With the signature change host_reset is being called with a Scsi_Host
argument, so we cannot identify 'the' rport.
But I've modified the patch to cycle through all rports and call
fc_block_rport() on each of them.
That should be good enough for now.

Cheers,

Hannes
-- 
Dr. Hannes Reinecke		           Kernel Storage Architect
hare@suse.de			                  +49 911 74053 688
SUSE Software Solutions Germany GmbH, Maxfeldstr. 5, 90409 Nürnberg
HRB 36809 (AG Nürnberg), GF: Felix Imendörffer
James Smart Aug. 18, 2021, 4:35 p.m. UTC | #9
On 8/17/2021 2:14 AM, Hannes Reinecke wrote:
> Use fc_block_rport() instead of fc_block_scsi_eh() as the SCSI command

> will be removed as argument for SCSI EH functions.

> 

> Signed-off-by: Hannes Reinecke <hare@suse.de>

> Cc: James Smart <james.smart@broadcom.com>

> ---

>   drivers/scsi/lpfc/lpfc_scsi.c | 13 ++++++++-----

>   1 file changed, 8 insertions(+), 5 deletions(-)

> 


looks good

Reviewed-by: James Smart <jsmart2021@gmail.com>


-- james
James Smart Aug. 18, 2021, 4:35 p.m. UTC | #10
On 8/17/2021 2:14 AM, Hannes Reinecke wrote:
> Instead of passing in a scsi device we should be using the rport;

> we already have the target and lun id as parameters, so there's

> no need to pass the scsi device, too.

> 

> Signed-off-by: Hannes Reinecke <hare@suse.com>

> Cc: James Smart <james.smart@broadcom.com>

> ---

>   drivers/scsi/lpfc/lpfc_scsi.c | 12 ++++++------

>   1 file changed, 6 insertions(+), 6 deletions(-)

> 


looks good

Reviewed-by: James Smart <jsmart2021@gmail.com>


-- james
Christoph Hellwig Feb. 23, 2022, 12:49 p.m. UTC | #11
On Tue, Aug 17, 2021 at 02:55:25PM +0200, Hannes Reinecke wrote:
> On 8/17/21 2:13 PM, Christoph Hellwig wrote:
> > First, thanks for resurrecting the series.
> > 
> > Second, this giant patchbomb is almost impossible to review.  It might
> > make sense to resend what is the prep patches without the prototype
> > changes after the first round of review - maybe we can squeeze those
> > into 5.15 still and do the heavy lifting with another series per
> > actually changes method or so.
> > 
> Sure, can do.

Do you have another chunk of these patches ready?  It would be so nice
to see the EH code finally cleaned up..
Hannes Reinecke Feb. 23, 2022, 1:03 p.m. UTC | #12
On 2/23/22 13:49, Christoph Hellwig wrote:
> On Tue, Aug 17, 2021 at 02:55:25PM +0200, Hannes Reinecke wrote:
>> On 8/17/21 2:13 PM, Christoph Hellwig wrote:
>>> First, thanks for resurrecting the series.
>>>
>>> Second, this giant patchbomb is almost impossible to review.  It might
>>> make sense to resend what is the prep patches without the prototype
>>> changes after the first round of review - maybe we can squeeze those
>>> into 5.15 still and do the heavy lifting with another series per
>>> actually changes method or so.
>>>
>> Sure, can do.
> 
> Do you have another chunk of these patches ready?  It would be so nice
> to see the EH code finally cleaned up..

Sure. Against which tree?
The SCSI pointer and scsi_request removal will have an impact onto these 
patches I guess, so I'd rather code against those patches folded in.

Cheers,

Hannes
Christoph Hellwig Feb. 23, 2022, 1:05 p.m. UTC | #13
On Wed, Feb 23, 2022 at 02:03:01PM +0100, Hannes Reinecke wrote:
> Sure. Against which tree?
> The SCSI pointer and scsi_request removal will have an impact onto these 
> patches I guess, so I'd rather code against those patches folded in.

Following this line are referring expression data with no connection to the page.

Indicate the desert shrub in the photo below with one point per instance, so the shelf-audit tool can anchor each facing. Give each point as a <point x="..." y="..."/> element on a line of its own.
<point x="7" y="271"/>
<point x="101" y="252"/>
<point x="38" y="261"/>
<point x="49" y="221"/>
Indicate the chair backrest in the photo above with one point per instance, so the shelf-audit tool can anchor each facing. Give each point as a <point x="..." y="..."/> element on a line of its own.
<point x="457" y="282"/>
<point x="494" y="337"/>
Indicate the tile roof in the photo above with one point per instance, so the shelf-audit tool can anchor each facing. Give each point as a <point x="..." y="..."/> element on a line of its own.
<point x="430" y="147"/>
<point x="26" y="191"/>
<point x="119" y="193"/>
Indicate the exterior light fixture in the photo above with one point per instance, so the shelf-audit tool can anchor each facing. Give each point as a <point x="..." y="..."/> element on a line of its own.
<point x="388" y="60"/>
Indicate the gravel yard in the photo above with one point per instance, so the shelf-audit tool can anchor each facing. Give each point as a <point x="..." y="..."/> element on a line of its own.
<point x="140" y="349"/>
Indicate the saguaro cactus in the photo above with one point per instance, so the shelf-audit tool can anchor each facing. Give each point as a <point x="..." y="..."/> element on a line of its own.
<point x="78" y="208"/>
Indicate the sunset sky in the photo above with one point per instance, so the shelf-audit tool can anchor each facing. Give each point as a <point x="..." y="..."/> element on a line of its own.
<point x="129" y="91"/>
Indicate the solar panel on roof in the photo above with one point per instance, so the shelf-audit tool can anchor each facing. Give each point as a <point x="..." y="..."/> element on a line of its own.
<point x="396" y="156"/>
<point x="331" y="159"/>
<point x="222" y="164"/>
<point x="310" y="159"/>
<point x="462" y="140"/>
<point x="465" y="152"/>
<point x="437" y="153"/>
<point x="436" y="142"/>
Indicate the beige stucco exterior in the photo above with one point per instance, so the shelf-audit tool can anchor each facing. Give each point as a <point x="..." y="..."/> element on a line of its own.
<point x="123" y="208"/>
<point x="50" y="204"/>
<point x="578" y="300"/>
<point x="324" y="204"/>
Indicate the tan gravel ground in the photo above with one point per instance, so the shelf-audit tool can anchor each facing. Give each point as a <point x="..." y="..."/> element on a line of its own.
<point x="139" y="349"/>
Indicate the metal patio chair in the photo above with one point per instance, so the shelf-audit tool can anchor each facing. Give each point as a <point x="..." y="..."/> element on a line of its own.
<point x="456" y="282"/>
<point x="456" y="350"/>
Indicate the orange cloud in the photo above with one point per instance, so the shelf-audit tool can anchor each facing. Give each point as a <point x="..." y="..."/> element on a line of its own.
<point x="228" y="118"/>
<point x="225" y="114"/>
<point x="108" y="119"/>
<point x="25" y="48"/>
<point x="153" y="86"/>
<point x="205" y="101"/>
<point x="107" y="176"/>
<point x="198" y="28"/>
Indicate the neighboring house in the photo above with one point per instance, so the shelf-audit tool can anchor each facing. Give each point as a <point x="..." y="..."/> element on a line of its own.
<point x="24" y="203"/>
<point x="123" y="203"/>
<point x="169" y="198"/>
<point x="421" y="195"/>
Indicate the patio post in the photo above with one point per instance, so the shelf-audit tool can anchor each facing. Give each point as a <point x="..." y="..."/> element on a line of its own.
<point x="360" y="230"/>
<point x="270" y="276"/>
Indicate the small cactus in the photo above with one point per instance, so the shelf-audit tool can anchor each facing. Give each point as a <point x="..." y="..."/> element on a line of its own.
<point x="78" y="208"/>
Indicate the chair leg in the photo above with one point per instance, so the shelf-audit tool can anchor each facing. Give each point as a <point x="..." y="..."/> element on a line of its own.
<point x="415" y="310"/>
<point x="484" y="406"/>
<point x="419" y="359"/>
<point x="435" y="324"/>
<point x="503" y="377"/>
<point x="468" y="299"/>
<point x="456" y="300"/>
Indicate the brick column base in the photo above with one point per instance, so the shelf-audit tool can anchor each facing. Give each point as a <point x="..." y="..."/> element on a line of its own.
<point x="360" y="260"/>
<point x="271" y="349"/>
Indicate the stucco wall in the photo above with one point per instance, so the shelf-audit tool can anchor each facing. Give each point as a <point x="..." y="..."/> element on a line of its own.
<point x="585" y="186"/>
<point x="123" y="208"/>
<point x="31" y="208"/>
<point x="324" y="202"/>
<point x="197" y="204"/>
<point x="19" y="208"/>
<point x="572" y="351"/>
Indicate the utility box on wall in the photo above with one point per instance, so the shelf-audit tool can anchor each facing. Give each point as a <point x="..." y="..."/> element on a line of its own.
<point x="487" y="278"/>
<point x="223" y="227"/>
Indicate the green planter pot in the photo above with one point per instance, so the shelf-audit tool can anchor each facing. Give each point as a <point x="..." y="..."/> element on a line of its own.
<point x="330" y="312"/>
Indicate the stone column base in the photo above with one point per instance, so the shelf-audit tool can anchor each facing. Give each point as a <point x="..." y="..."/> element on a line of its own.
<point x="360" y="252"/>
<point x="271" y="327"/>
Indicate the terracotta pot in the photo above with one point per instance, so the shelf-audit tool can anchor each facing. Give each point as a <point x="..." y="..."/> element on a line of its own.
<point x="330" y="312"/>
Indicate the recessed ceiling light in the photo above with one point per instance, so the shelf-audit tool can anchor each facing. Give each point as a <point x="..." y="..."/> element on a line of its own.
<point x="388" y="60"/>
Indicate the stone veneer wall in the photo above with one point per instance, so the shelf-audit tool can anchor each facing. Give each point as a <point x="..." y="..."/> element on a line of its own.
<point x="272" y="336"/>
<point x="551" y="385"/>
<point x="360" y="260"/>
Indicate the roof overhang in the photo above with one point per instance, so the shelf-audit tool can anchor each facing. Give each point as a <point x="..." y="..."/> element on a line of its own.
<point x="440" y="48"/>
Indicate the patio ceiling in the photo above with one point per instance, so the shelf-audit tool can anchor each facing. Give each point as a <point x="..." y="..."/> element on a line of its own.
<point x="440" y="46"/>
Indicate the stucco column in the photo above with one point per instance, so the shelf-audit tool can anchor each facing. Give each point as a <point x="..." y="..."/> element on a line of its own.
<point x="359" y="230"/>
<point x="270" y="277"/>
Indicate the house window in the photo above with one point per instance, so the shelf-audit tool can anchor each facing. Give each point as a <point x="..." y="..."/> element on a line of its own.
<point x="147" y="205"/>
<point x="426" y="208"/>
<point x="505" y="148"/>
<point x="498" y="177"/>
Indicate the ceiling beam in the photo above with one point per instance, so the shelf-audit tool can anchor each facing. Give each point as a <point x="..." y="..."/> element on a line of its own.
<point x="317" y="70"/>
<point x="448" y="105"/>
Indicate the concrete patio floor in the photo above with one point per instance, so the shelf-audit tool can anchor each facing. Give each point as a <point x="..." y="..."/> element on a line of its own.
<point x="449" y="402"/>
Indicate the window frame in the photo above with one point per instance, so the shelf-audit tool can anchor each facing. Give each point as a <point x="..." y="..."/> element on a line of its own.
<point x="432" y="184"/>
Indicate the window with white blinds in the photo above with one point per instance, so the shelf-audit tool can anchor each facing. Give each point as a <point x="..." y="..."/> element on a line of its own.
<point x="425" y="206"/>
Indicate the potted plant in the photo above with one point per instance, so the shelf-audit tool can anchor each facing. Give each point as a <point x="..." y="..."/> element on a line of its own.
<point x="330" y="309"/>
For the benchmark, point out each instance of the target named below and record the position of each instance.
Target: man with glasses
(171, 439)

The SCSI pointer removal already is in Martin's staging tree, so that
is a good baseline.  I don't think the the scsi_request removal should
have much overlap with the various driver patches and just a trivial
overlap with the scsi_ioctl_reset changes.

So maybe just prepare a first batch that is needed for the eh_host_reset
prototype changes against Martin's staging tree?